How to Connect With Your Travel Clients

Luxury at Sea: I’m shown here in Bodrum, Turkey, on a chartered yacht; the experience, which was sheer pampering in an exotic setting, was provided by Sea Song Tours as an excursion to our Windstar cruise, which sailed through Greece and Turkey.
Luxury at Sea: I’m shown here in Bodrum, Turkey, on a chartered yacht; the experience, which was sheer pampering in an exotic setting, was provided by Sea Song Tours as an excursion to our Windstar cruise, which sailed through Greece and Turkey.

When you first meet someone, your intuition kicks in and gives you a sense of whether you trust this person, if you find them attractive or if something is off or phony about them. If a relationship ensues, whether personal or professional, your thoughts often go back to that first moment of contact. You either feel validated that you knew they were a good match for you, or worse, you’re kicking yourself because you knew better than to get involved. They’ve become a bad friend, cheated you or provided poor service to you.

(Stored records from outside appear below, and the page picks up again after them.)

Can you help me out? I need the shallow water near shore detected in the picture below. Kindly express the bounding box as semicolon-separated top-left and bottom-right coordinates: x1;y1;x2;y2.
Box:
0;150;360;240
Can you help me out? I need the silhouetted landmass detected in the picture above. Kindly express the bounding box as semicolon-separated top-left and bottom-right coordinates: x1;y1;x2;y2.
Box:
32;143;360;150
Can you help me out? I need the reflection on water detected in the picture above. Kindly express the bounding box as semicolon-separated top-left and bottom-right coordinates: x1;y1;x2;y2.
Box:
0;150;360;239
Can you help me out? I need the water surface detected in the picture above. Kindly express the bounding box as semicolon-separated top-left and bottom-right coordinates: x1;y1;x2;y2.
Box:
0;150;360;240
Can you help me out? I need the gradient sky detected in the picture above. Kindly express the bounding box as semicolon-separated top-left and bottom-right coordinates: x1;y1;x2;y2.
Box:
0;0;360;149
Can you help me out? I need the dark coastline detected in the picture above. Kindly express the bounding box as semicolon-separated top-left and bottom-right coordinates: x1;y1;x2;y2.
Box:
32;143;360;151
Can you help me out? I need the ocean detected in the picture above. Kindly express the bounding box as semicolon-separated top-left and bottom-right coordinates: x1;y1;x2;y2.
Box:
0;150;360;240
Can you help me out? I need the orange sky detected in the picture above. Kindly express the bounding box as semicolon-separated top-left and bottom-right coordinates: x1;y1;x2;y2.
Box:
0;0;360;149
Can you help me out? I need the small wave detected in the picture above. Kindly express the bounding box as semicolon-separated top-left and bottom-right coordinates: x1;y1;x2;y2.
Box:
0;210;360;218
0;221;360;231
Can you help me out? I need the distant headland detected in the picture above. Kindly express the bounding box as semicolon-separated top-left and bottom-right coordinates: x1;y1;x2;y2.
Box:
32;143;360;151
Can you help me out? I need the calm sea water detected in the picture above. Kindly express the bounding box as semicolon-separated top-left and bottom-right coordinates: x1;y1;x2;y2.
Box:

If your first stirring about a person is positive, it can come from several places; sometimes we respond naturally to people who are our same body type. There’s a comfortable yin/yang if the space between feels sympatico. I personally respond to people with smiling eyes. In professional exchanges, it’s a sense of trust that is immediately either there or not there that matters. I am about to stop using a dry cleaner who always tells me “no” when I walk in the door of her shop. That’s “no, we can’t get that stain out,” or “no, we don’t have any more of your clothes in the back,” even though you’re certain you’re missing several jackets and tops that they never returned. I now trust the guy on Lexington Avenue here in Manhattan who sells 99-cent pizza, which is just awful. But I trust his pricing and I trust that he understands I’m always obviously in a hurry when I see him, so our transaction is always swift and clean.

There’s that word, “understanding,” which goes hand-in-hand with “trust.” If, in that fleeting first moment a potential customer senses that you understand what they’re about, you’re likely on the path to developing a new client relationship. But proof of that understanding will have to continue past that initial vibe. As they tell you about themselves if you’re not picking up the minute details of what their needs are and repeating them back to them, either verbally or in the itineraries you’re proposing for them, that positive first spark may go out.

In this issue of Luxury Travel Advisor, our cover subject, Kendra Thornton of Royal Travel & Tours, says that her team of Gen X advisors is successfully selling to their peers because they’re moms with kids the same age and there’s an inherent understanding of what family travel really entails. If you can convey that understanding right up front to a Gen X client, who can be fairly resistant to using a travel advisor because they’re proud of the online buying skills they’ve mastered over the years, it’s pure gold.

Gen X has become the “lost generation” of our time, and not because they’re expats living in Paris. It’s because everyone is focusing on Millennials and Baby Boomers because of the size of those groups. But Gen Xers are happily traveling, either with their children or with other couples or on their own. I say, if they’ve got money, they’re worth going after. Just be sure you show that you “get” them and don’t fudge it. Selling family travel is not just about ensuring there’s a kids’ camp at a hotel. Do you know what it’s really like traveling with a toddler or two in a hotel room? It’s got to be baby-proofed just like at home. Does the room have a tub for bathing the children or is this one of those hotels that has only showers? Does the hotel have more than one pool or will kids be “shushed” because they’re disturbing high-paying guests who have left their little ones back home with babysitters? Do you know the GM at the hotel who can ensure that this family will get connecting rooms and not be placed miles apart in different towers?

If you’ve got a sense of all these things and the many, many more details that go into crafting the perfect family vacation, be absolutely sure you’re able to convey all of this immediately, either through your smiling eyes or the careful concern you take to respond to their initial inquiries. Once you give them that, “I’ve got this,” vibe, they’ll be putty in your hands.